"Trop belle pour toi" est l'histoire d'un adultère, sujet on ne peut plus classique revisité par un Bertrand Blier toujours autant facétieux mais particulièrement appliqué ici au travail d'une mise en scène aussi précise que stylisée.
La passion soudaine entre un garagiste et sa secrétaire intérimaire -cas de figure somme toute ordinaire, sinon vulgaire- prend un relief singulier par la forme que lui donne Blier. Un froid lyrisme qui confine au hiératisme, accentué par les mélodies tristes de Schubert, et d'autre part, de lents et caressants mouvements de caméra déterminent le ton étrange et comme tragique du récit et marquent la volonté de Blier de solenniser la passion que se vouent deux êtres en tout point communs.
Communs, et pour ce qui concerne la secrétaire au physique passable: tarte, selon le qualificatif qui revient le plus souvent et qui parait déplacé dans ce poème irréaliste et raffiné dans lequel, avec sensibilité , Blier tente de fixer ces moments de grâce inexplicables où deux personnes s'aiment et se désirent. Malgré la rupture de ton que "Trop belle pour toi" marque avec les films plus fantaisistes du cinéaste, la trivialité et l'impudeur font toujours partie du "bagage" de Blier qu'on ne s'étonnera pas de retrouver ici, dans des formules lapidaires et provocantes chères à leur auteur.

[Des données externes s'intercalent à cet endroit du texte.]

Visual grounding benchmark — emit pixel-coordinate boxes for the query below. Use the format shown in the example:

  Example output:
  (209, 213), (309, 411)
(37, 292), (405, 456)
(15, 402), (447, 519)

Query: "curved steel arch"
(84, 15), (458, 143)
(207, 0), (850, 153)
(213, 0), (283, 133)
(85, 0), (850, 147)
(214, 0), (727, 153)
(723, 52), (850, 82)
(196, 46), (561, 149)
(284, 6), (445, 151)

Et puis, tout au long du film, Blier s'amuse de cette situation incongrue en apparence qui fait de l'épouse du garagiste une femme dédaignée en dépit de son extraordinaire beauté (évidemment, c'est Carole Bouquet; laquelle figure la personne étrangère du triangle récurrente chez Blier). Pourquoi s'enticher d'une "tarte" quand on a une épouse aussi belle? C'est précisément par ce biais que Blier démontre la nature mystérieuse de la passion amoureuse, aussi éphémère soit-elle, et qu'il peut une fois de plus prendre le spectateur à contre-pied.